How Signal Works inside the Kernel

Preface

“What will happen if a kernel thread, i.e., the softirq thread receives a terminating signal? Will it die or not?”. Recently, perhaps because the research of the kernel concurrency issues is about to drive me crazy, such a question hits me one night. After some quick thinkings, I finally got embarrassed by the complete ignorance of the signal implementation. So this post will try to catch the reader up with the rough details of the signal internal.

Leveraging signal in user-space

For a user-space C/C++ program, these is a function with prototype sighandler_t signal(int signum, sighandler_t handler) that help the programer to register a customized signal handler. You can refer to the manual SIGNAL(2) for the descriptions and below present a simple demo of registerring a handler to handle dividing-zero issue from stackoverflow.

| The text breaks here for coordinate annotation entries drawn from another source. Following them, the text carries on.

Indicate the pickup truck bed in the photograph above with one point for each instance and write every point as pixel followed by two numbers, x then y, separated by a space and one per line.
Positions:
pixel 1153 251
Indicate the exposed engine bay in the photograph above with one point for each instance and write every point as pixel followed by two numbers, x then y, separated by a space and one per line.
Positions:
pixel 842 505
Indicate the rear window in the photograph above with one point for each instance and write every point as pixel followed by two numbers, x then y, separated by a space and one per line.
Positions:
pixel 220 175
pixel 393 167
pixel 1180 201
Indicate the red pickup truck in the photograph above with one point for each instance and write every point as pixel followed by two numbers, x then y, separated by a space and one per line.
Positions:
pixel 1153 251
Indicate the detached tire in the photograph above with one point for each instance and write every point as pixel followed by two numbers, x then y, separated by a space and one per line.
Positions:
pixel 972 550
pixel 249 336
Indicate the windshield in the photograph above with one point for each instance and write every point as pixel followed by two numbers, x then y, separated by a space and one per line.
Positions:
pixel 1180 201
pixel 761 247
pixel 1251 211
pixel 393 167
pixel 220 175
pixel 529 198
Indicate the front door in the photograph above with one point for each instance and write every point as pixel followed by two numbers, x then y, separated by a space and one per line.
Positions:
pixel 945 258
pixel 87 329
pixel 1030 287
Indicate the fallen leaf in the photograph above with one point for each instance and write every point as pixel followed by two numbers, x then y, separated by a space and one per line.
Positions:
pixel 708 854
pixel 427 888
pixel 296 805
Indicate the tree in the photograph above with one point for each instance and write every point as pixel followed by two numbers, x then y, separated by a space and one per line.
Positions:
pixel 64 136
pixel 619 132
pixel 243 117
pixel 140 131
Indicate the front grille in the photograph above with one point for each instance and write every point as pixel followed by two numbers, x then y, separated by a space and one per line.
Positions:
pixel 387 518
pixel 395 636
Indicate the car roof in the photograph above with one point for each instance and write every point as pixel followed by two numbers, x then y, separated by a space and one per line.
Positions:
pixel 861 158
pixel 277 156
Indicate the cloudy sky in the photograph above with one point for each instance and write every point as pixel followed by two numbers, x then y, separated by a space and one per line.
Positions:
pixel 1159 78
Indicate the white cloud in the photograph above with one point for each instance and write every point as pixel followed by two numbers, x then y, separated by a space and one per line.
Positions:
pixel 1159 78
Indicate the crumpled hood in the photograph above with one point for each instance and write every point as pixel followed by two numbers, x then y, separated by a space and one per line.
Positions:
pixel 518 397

int sigaction(int signum, const struct sigaction *act, struct sigaction *oldact) is also a nice choice for registerring or changing handler

#include <stdio.h>
#include <signal.h>
#include <setjmp.h>
#include <string.h>

jmp_buf fpe;

void handler(int signum)
{
    // Do stuff here then return to execution below
    printf("inside handler\n");
    longjmp(fpe, 1);
}

int main()
{
    volatile int i, j;
    for(i = 0; i < 10; i++) 
    {
        // Call signal handler for SIGFPE
        struct sigaction act;
        struct sigaction oldact;
        memset(&act, 0, sizeof(act));
        act.sa_handler = handler;
        act.sa_flags = SA_NODEFER | SA_NOMASK;
        sigaction(SIGFPE, &act, &oldact);

        if (0 == setjmp(fpe))
        {
            j = i / 0;
            sigaction(SIGFPE, &oldact, &act);
        } else {
            sigaction(SIGFPE, &oldact, &act);
            /* handle SIGFPE */
        }
    }

    printf("After for loop");

    return 0;
}

Run this program you will get below output

$ ./a.out
inside handler
inside handler
inside handler
inside handler
inside handler
inside handler
inside handler
inside handler
inside handler
inside handler
After for loop

Cool, at least you know that the program will not be terminated when dividing zero. But you may wonder what is the setjmp and longjmp. In short, these two are helpers that glibc provides for error handling. When you call longjmp within a registered handler, the control flow will be finally altered as if just return back from the function setjmp. This is the reason why the for loop can continue.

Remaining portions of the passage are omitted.